What advice would you give to someone wanting to succeed in your professional industry? I would, without a doubt, suggest finding a team to help or guide you. A great coach to support you. A good editor who challenges you. A designer who has a vision. It really does take a village and makes the process feel more interactive.

How do you handle setbacks and criticism? There is nothing more vulnerable than putting something out in the world and saying, “this is my best.” Just understanding that there will be criticism and that it is a part of the process helps. In the theatre, we say, “even bad press is still press.” I often remember that and move forward, knowing I was meant to write this book, but understanding it is not meant for everybody.

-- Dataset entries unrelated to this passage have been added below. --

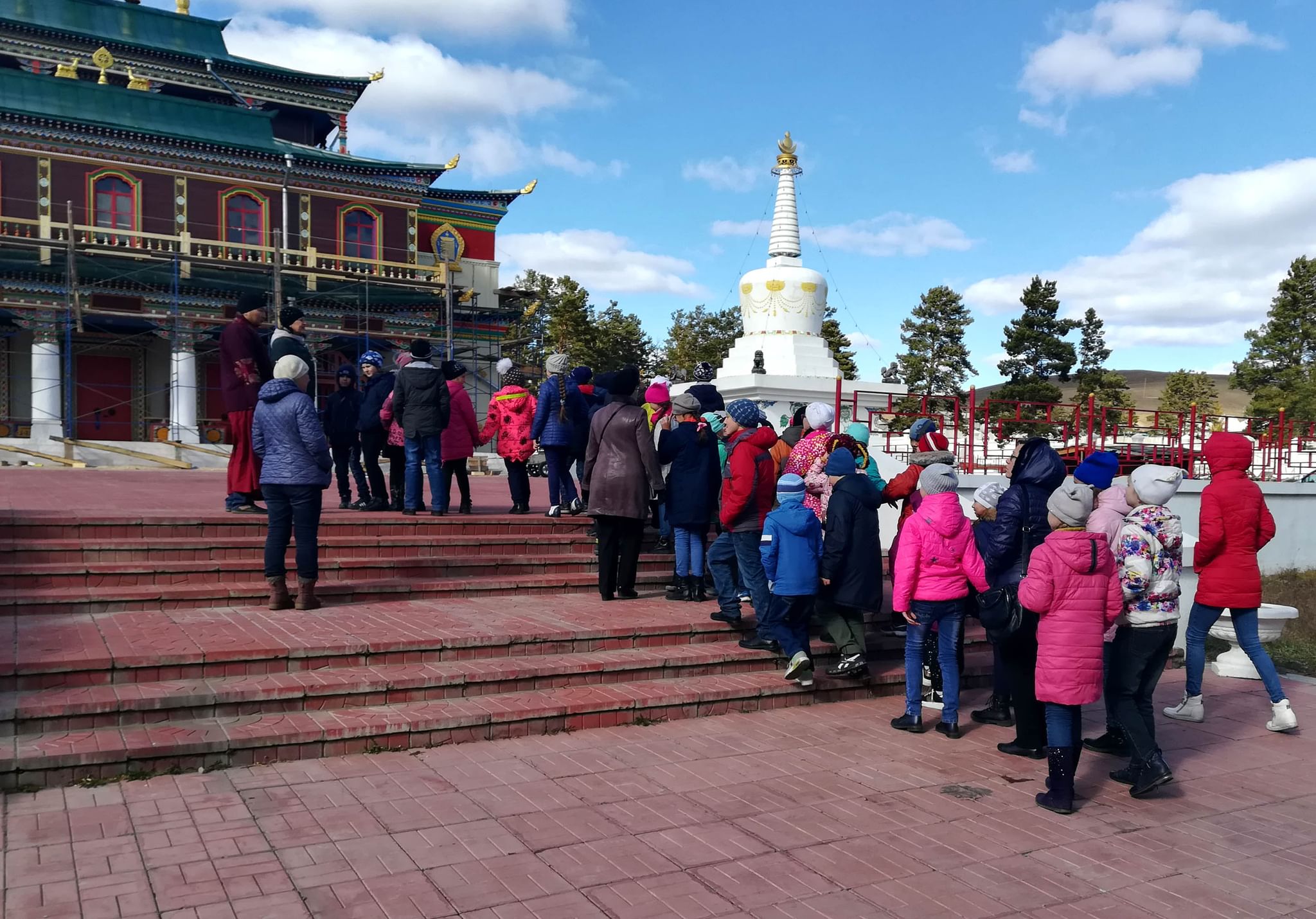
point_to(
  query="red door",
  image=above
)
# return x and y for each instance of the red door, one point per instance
(103, 398)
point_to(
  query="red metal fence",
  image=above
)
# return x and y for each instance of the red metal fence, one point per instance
(982, 434)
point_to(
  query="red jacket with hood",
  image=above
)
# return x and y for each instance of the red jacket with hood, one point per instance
(1235, 527)
(749, 486)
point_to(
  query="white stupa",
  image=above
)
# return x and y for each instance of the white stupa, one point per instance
(782, 360)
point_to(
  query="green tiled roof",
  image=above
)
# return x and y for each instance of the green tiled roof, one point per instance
(118, 22)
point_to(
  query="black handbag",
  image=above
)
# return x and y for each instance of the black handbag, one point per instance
(999, 609)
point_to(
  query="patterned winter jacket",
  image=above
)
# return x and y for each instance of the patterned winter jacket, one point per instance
(1150, 555)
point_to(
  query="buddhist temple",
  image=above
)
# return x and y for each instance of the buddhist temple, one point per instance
(149, 178)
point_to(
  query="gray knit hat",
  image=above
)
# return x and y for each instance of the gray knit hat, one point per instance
(938, 478)
(1072, 503)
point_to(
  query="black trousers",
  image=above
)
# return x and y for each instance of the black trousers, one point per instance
(463, 482)
(373, 443)
(294, 511)
(619, 553)
(1137, 661)
(1019, 655)
(517, 481)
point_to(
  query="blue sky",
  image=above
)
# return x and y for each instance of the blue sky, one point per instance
(1155, 157)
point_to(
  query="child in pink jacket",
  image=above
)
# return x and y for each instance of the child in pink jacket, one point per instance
(1072, 584)
(935, 566)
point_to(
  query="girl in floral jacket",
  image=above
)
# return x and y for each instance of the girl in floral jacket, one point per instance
(510, 418)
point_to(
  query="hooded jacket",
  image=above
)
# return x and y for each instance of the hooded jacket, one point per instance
(1038, 472)
(510, 416)
(1235, 526)
(1150, 556)
(791, 548)
(852, 552)
(462, 433)
(422, 400)
(749, 483)
(341, 411)
(1073, 586)
(287, 436)
(938, 557)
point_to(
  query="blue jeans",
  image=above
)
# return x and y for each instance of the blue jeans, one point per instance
(1063, 726)
(561, 488)
(949, 616)
(423, 448)
(1245, 627)
(690, 552)
(790, 623)
(742, 549)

How do you hold yourself accountable and achieve the goals that you set forth? Once I got started, I just moved forward. I gave myself a concrete, doable timeline and stuck with it. When I got halfway, my son, who was 10, said to me, “well, you’ve gone too far to quit now.” That became my daily mantra to keep moving forward.

What do you find most fulfilling in the career you have chosen? Without a doubt, seeing parents relax and see they are doing a great job! It fuels me each day. Showing them how to parent with the end in mind and helping them along the journey. The emails I get, all sharing how a few ideas they picked up in the book have changed their lives, is the biggest blessing I could ever ask for.

What book uplifts you? I never tire of the Four Agreements by Don Miguel Ruiz. Each time I read this book it has a new meaning for me. When writing a book, you open yourself up to so many in a massive way. I have never felt so vulnerable as the day I sent that first book out. But the Four Agreements always keeps me stable in me and my teachings.